June 11, 2024 at 10:28AM
TellYouThePass ransomware gang has swiftly exploited the critical CVE-2024-4577 vulnerability in PHP, despite a recent patch. Using publicly available exploit code, they deploy webshells and execute an encryptor payload. By injecting a ransomware variant into memory, they demand 0.1 BTC for decryption. Over 450,000 exposed PHP servers could be vulnerable.
It appears that the TellYouThePass ransomware gang has been exploiting the recently patched CVE-2024-4577 remote code execution vulnerability in PHP to carry out attacks. These attacks have been observed shortly after the release of security updates by PHP’s maintainers and have been executed using publicly available exploit code.
The ransomware gang is known for quickly leveraging public exploits, as seen in their previous use of the Apache ActiveMQ RCE and the Log4j exploit to breach companies.
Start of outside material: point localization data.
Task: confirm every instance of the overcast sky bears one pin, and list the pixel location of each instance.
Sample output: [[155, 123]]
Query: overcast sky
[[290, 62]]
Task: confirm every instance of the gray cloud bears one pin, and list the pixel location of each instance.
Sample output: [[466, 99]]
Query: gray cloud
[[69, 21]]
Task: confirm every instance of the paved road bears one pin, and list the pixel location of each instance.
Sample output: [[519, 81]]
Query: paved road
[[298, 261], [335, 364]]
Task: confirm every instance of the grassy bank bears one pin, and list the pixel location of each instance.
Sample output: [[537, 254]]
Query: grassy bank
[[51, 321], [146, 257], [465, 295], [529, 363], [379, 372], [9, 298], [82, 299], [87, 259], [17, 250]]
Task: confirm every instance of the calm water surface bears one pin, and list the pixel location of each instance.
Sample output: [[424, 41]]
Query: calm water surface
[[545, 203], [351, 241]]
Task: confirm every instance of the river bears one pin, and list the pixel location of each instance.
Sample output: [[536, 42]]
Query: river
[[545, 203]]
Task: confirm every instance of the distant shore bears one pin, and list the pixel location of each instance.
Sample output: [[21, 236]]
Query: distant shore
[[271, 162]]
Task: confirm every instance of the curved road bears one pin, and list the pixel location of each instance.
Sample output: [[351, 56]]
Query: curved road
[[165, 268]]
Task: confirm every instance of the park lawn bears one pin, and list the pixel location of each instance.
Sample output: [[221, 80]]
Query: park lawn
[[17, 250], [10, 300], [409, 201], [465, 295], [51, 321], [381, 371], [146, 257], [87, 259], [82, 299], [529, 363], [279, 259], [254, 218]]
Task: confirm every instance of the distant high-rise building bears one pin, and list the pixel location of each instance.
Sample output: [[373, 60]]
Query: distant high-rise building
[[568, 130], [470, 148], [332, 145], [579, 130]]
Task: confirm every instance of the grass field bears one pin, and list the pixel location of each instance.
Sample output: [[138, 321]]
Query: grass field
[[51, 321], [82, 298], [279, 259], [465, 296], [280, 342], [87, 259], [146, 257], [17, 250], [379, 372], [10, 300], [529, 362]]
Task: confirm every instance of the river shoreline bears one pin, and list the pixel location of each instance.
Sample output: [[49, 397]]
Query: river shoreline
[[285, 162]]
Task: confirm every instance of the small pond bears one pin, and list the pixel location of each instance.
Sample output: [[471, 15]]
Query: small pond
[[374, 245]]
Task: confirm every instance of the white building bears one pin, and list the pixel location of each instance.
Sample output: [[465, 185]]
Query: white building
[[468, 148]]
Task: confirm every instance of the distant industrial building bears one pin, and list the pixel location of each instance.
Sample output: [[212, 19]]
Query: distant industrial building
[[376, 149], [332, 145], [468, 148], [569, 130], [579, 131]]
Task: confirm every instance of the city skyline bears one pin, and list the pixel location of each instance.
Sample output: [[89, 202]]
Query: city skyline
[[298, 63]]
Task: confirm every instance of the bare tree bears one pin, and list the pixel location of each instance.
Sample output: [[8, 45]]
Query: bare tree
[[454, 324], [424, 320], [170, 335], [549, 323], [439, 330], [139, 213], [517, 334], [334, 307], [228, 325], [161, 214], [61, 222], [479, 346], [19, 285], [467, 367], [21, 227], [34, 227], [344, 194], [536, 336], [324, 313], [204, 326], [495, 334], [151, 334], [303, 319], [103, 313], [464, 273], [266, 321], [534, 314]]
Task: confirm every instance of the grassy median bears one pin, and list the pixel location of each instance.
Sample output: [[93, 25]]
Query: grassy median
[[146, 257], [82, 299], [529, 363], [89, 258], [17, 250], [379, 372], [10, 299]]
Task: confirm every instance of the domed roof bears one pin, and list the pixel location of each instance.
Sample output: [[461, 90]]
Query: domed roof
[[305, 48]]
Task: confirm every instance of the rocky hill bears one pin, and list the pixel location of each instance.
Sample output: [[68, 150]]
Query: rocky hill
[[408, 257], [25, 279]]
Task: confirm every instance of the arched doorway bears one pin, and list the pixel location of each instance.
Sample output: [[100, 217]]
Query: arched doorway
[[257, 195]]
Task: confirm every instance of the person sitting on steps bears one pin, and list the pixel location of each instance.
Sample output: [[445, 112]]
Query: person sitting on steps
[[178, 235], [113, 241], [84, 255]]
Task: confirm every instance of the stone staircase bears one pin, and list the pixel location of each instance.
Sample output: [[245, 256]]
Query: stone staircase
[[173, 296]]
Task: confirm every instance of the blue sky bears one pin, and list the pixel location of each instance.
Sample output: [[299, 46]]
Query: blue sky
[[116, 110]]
In the latest attacks, the gang exploits the critical-severity CVE-2024-4577 bug to execute arbitrary PHP code, using the Windows mshta.exe binary to run a malicious HTML application (HTA) file.
This malicious HTA file contains VBScript with a base64-encoded string that decodes into a binary, loading a .NET variant of the ransomware into the host’s memory. Upon execution, the malware sends an HTTP request to a command-and-control (C2) server disguised as a CSS resource request and encrypts files on the infected machine. It then places a ransom note, “READ_ME10.html,” with instructions for the victim on how to restore their files.
Attacks have been ongoing since June 8, with ransom demands amounting to 0.1 BTC (around $6,700). Reports indicate widespread impact, with multiple websites being affected.
The CVE-2024-4577 vulnerability was discovered on May 7 and a fix was delivered on June 6 in PHP versions 8.3.8, 8.2.20, and 8.1.29. However, a day after the patch was released, proof-of-concept (PoC) exploit code and exploitation attempts were observed.
As of now, there are more than 450,000 exposed PHP servers that could be vulnerable to the CVE-2024-4577 RCE vulnerability, with a significant number of them located in the United States and Germany. Wiz cloud security startup estimates that around 34% of these instances might be vulnerable.
Let me know if you need further details or information.